Compasión

 

El edificio alberga una residencia de ancianos y de enfermos convalecientes cerca de la plaza Lesseps, su fachada principal da a la ronda del General Mitre: una vía de tráfico denso a diario. Hoy es domingo y hay menos circulación. En la parte de atrás del edificio, a la altura del tercer piso, hay una gran terraza medio inundada por el sol que entra por el este. La zona soleada está repleta de sillas de ruedas, andadores y sillones de plástico, donde pacientes y visitantes se acomodan para tomar el sol de otoño. Unos hablan entre sí, otros leen un periódico o revistas, hace sudokus o simplemente cierran los ojos y dirigen su rostro al sol, como intentando así metabolizar esa energía que desprende el astro.


Por la puerta de acceso aparece el hombre. Es alto, ligeramente encorvado y camina con andador. Su paso es inseguro y lo hace despacio, con esfuerzo. Su rostro pálido y arrugado y las manos nervudas muestran su ancianidad. Tiene el cabello blanco. Lleva un pantalón de chándal azul, zapatillas con gruesos calcetines, una camisa abrochada hasta el cuello y un chaleco marrón de lana, de confección artesanal. La vestimenta indica que ha sido vestido al azar, sin intentar harmonizar las prendas. A su lado una mujer, de unos cincuenta años, pelo rizado y rubio lo acompaña. Viste tejanos un chaquetón de color ocre, un bolso de cuero negro y lleva en sus manos una pequeña caja. Al llegar al linde donde aún hay sombra, se sientan. Él lo hace con dificultad, de cara al sol y ella frente a él.

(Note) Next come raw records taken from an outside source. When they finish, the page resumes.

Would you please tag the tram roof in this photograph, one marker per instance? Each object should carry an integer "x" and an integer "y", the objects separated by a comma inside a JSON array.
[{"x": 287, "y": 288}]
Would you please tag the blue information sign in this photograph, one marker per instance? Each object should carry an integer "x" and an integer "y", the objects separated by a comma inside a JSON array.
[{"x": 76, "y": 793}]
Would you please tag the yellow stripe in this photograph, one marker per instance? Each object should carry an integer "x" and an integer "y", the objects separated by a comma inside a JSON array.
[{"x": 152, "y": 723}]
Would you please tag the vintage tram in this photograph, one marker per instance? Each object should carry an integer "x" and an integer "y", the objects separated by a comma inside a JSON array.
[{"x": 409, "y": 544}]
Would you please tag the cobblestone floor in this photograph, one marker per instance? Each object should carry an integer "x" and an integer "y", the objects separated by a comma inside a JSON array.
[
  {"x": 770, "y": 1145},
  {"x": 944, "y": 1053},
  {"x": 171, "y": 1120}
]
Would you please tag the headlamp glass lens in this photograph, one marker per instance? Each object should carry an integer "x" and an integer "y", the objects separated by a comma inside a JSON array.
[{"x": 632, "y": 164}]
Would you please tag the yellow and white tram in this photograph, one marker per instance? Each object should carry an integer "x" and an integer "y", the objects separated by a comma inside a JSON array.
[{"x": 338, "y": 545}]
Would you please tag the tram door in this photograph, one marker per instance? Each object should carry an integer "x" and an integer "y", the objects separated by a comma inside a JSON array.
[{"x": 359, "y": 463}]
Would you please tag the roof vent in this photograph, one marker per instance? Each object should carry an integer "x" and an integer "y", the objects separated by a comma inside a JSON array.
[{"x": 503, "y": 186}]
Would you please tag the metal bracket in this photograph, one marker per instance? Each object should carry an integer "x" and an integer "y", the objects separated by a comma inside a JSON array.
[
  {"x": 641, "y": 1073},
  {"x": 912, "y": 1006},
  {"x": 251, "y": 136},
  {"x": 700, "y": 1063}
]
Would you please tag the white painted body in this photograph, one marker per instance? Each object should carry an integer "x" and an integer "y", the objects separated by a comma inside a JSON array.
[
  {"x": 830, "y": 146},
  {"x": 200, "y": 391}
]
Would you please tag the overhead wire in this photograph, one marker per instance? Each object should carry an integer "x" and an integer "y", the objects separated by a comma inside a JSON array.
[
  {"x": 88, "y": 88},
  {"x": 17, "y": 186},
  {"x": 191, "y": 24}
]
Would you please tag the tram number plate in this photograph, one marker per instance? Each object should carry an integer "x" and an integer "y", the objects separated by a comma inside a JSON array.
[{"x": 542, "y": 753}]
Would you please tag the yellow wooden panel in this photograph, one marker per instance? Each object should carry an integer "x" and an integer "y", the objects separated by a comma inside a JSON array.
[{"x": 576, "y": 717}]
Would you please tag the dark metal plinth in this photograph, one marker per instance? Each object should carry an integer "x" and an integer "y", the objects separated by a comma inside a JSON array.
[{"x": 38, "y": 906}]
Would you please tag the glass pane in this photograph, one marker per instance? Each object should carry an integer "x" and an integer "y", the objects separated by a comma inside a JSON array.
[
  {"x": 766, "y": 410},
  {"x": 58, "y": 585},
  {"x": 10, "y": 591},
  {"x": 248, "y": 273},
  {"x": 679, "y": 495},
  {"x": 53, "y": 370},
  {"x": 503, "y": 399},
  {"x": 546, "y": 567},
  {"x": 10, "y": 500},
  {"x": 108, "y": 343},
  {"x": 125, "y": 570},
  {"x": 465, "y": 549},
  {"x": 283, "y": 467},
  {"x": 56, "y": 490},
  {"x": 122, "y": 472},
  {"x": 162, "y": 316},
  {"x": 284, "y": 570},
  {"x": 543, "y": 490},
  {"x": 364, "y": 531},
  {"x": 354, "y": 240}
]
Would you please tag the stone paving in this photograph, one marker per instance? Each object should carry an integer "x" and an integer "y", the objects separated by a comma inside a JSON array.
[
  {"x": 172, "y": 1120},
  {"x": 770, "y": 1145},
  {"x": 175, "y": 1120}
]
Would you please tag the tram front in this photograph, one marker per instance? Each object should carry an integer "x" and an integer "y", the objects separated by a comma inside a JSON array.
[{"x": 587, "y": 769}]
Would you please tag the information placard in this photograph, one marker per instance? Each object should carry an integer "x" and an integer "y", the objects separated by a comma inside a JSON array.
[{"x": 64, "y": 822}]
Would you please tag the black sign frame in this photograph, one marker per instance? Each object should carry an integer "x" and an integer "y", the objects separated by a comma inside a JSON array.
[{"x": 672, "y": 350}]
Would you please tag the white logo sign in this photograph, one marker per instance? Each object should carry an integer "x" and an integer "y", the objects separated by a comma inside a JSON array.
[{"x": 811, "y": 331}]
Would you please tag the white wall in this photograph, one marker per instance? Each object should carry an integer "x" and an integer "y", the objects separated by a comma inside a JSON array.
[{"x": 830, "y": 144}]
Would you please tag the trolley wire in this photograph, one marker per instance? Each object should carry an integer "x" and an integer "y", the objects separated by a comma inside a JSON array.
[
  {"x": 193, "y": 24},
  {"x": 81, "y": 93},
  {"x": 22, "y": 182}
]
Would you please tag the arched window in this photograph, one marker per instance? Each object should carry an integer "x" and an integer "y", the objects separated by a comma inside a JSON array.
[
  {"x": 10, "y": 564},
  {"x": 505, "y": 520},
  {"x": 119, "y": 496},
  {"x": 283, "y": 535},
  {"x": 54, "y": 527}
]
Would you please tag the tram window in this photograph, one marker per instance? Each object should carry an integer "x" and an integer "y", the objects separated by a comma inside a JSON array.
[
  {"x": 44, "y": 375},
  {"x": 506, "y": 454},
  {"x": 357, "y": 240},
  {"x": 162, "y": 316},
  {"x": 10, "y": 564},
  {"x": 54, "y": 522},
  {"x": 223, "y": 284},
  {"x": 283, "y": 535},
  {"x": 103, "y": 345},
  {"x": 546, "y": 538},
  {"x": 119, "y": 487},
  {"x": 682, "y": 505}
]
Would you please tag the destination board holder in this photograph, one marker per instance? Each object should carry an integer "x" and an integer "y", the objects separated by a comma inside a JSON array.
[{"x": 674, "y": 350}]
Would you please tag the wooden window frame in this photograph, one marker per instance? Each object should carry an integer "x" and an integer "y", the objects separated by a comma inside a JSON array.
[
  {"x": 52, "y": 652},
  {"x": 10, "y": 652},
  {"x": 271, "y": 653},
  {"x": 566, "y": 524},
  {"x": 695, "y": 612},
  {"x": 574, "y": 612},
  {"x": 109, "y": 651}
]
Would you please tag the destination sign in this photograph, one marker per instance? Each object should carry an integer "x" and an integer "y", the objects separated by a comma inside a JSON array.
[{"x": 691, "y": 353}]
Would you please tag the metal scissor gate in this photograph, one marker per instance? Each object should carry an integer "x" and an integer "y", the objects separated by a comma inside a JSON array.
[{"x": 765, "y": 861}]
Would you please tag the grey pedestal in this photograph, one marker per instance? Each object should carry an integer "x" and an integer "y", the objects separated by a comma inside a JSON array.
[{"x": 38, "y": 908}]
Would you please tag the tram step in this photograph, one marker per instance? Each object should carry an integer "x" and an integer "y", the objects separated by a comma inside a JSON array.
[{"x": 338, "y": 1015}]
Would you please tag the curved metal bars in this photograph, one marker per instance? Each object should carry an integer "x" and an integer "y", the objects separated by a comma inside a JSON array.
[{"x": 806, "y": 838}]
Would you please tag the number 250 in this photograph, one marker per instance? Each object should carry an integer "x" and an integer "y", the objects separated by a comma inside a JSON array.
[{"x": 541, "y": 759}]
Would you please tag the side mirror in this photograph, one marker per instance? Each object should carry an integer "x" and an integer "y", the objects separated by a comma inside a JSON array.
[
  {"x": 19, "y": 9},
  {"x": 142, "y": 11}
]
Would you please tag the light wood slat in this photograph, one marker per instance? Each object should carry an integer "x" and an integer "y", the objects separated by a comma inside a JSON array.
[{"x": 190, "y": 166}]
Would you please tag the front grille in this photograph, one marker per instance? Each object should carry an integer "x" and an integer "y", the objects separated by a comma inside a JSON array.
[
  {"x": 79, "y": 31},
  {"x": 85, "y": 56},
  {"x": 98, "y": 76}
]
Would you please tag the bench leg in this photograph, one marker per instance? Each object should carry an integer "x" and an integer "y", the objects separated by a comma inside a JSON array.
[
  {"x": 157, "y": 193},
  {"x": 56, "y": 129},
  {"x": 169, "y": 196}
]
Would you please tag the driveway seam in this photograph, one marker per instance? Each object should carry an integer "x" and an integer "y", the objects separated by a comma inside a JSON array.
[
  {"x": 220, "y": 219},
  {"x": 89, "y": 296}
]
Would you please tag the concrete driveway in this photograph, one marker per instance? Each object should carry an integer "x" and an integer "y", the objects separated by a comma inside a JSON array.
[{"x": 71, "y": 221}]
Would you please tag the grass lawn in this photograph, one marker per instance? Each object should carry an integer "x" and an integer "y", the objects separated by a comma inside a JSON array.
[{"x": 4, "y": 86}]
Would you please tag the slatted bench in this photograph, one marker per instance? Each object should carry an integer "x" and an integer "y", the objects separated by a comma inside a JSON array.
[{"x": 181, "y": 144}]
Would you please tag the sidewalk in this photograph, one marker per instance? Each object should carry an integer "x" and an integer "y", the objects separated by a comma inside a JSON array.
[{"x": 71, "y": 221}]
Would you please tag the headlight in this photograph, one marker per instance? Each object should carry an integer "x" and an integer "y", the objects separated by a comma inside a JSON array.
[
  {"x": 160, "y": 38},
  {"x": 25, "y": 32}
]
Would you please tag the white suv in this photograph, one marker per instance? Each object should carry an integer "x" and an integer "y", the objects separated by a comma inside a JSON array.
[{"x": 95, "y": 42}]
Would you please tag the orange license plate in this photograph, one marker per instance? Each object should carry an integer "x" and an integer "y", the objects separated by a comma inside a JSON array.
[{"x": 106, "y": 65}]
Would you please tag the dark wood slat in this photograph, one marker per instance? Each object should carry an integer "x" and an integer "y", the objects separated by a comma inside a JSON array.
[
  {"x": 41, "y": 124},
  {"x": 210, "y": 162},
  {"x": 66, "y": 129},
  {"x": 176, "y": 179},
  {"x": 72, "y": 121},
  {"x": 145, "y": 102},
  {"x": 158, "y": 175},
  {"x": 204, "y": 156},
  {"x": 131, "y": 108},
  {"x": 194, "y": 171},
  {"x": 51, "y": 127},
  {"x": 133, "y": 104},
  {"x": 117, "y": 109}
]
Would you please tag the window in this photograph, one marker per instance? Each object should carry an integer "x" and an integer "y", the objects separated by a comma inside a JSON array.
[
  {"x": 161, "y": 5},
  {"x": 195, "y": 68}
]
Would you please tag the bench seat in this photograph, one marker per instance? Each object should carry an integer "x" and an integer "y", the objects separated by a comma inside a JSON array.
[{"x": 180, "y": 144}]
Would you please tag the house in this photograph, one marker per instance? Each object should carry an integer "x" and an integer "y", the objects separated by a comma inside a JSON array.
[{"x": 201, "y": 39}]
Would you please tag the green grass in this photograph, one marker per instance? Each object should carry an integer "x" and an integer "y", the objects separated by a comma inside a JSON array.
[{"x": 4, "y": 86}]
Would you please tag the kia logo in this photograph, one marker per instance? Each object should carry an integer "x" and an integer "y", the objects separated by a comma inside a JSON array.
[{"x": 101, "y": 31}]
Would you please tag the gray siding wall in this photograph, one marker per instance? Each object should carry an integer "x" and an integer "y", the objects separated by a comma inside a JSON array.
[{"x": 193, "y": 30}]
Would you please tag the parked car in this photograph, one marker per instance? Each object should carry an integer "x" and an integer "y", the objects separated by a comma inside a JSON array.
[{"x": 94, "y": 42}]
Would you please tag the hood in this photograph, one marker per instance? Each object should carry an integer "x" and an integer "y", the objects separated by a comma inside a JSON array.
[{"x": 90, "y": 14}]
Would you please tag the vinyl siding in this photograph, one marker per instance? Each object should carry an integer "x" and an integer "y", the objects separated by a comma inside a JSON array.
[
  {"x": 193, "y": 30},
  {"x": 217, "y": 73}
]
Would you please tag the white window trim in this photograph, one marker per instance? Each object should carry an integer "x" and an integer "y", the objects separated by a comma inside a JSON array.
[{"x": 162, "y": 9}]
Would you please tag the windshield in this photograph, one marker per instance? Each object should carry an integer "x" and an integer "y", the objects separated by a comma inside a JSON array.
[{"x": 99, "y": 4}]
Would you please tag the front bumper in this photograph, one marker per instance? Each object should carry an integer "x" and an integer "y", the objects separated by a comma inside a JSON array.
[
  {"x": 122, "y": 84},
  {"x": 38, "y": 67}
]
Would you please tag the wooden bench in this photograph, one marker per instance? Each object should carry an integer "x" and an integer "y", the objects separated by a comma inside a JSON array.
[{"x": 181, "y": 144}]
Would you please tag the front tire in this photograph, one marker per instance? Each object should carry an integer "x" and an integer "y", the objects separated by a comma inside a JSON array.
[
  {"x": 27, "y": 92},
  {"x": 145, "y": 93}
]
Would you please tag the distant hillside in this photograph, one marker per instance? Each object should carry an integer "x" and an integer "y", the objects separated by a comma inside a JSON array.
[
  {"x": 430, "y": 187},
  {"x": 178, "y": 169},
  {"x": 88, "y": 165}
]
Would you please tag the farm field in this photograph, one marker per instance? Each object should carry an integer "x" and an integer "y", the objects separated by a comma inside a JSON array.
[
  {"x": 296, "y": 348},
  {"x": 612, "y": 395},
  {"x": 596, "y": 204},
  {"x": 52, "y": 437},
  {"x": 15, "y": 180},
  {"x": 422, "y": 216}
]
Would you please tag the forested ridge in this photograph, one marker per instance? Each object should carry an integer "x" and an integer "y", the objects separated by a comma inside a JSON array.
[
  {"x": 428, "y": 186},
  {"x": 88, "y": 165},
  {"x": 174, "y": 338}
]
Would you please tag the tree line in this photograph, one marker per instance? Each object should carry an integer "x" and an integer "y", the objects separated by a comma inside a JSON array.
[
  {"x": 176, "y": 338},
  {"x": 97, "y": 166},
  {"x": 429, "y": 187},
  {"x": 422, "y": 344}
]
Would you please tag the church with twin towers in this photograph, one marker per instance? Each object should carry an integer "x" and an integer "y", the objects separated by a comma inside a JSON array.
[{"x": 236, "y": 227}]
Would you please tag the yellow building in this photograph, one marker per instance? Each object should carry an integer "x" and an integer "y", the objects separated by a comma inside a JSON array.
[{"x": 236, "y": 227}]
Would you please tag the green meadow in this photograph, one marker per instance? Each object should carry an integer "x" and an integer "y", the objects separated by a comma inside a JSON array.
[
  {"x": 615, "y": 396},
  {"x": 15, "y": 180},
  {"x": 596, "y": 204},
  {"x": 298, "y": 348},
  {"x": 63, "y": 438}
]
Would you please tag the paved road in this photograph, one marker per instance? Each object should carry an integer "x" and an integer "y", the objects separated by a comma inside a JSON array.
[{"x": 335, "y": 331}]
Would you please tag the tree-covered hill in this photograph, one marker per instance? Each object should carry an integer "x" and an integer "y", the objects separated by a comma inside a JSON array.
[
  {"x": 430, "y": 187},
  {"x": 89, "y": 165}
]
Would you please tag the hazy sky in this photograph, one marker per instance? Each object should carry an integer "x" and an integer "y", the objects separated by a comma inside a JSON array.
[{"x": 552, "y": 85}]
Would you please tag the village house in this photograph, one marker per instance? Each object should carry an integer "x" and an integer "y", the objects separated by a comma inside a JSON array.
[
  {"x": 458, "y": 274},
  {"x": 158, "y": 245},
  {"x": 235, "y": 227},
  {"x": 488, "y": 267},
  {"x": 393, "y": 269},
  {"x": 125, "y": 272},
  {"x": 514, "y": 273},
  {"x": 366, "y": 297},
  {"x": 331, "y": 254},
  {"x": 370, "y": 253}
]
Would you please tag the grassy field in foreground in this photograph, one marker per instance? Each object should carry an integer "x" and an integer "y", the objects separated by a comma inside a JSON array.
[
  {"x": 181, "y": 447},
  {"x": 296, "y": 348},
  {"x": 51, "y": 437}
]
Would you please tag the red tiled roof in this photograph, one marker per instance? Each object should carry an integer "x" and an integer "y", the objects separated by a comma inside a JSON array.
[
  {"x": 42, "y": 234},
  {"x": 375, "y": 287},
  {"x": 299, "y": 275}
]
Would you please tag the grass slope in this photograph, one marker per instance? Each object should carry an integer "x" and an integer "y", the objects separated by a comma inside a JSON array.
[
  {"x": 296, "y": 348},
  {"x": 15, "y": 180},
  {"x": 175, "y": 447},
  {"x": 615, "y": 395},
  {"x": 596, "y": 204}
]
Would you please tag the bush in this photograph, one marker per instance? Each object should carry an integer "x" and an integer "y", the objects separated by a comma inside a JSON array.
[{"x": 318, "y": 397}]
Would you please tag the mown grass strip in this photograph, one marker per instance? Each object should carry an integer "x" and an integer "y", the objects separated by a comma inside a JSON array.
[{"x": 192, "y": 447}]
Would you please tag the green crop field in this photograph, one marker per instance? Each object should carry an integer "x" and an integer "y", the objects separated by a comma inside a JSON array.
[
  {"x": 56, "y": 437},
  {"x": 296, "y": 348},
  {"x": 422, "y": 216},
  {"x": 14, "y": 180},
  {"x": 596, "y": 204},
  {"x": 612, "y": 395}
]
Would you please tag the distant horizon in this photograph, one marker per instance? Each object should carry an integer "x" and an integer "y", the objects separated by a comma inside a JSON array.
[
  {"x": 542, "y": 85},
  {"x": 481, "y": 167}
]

—Aquí dará el sol en un momento —dice ella.


La cabeza del hombre, con gesto lento alza la mirada y observan a la mujer de frente. Parece hacer un esfuerzo por reconocerla.


—¿Eres mi hija? —pregunta con su voz tenue.


—¡Pues claro! — responde ella, y le sonríe mientras le acaricia el rostro.


—¿Cómo te llamas?


—¿No te acuerdas?


El hombre niega con la cabeza, con expresión vacilante.


—Soy Joana.


Y así permanecen durante un buen rato, en un diálogo que apenas es un murmullo entre las gentes que pueblan la terraza.


A  ver esas manos, que me parece que tienes las uñas muy largas.

El hombre alza las manos a la altura de sus ojos y se las ofrece a Joana, que las coge con las suyas.


—¿Cómo estás? ¿Cómo te encuentras hoy?


—Como siempre — susurra él —con aire de resignación y ella le sonríe comprensiva.


Joana abre la cajita y saca unas tijeras de manicura. Coloca un papel de cocina en su regazo y deposita allí las manos del anciano y con extremo cuidado procede a cortarle las uñas. El hombre mira con atención como se las cortan, como si fuera la primera vez.


—¿Ya he comido? — pregunta el hombre sin quitar su mirada de sus manos.


—Aún no. Dentro de muy poquito ¿vale?


—Vale—acepta él con agrado.


Ella sigue preguntándole cosas y él anciano sigue respondiendo con monosílabos.


Se respira paz en la terraza, el sol se extiende ya por toda el área y siguen saliendo y entrando pacientes y familiares a la zona. Una auxiliar sale y pregunta por una señora, que se identifica alzando el brazo, le lleva en un vasito de plástico una pastilla y en otro vasito el agua.  La mañana de domingo transcurre tranquila, apenas se oye el tráfico de la ronda del General Mitre.


Faltan pocos minutos para las doce del mediodía. Es casi la hora de comer y algunas sillas se desplazan empujadas por los acompañantes hacia el interior del edificio. Es la señal. Todos comienzan a moverse en la misma dirección.


Al anciano, de uñas cortadas y limadas, también se encamina a la salida. Joana le pone la mano sobre un hombro y con ternura se despide de él y le da dos besos.


El hombre en fila en la entrada del comedor espera su turno, a su lado una mujer, anciana, en silla de ruedas:


—¿Ha venido tu hija a verte? —le interroga la señora.


—Sí contesta él —sin quitar la vista de la puerta del comedor.


Que suerte ¿eh? ¿Y cómo se llama tu hija? —continua ella.


Hay un silencio, hasta que él responde:


—Pues… no me acuerdo —y sigue con su mirada perdida en la cola.

 

En la calle, Joana, la mujer de pelo rizado y rubio busca la parada del autobús para irse a casa; pertenece a una asociación de voluntarios que ayuda a los ancianos.  Hoy la ha hecho la manicura a un hombre con demencia senil, que ya no reconoce a nadie. Lo visita una vez al mes. El hombre, que nunca ha tenido hijos siempre le hace la misma pregunta y ella siempre le responde la misma respuesta y así será hasta la próxima visita, que volverá a ser la hija de un hombre sin memoria.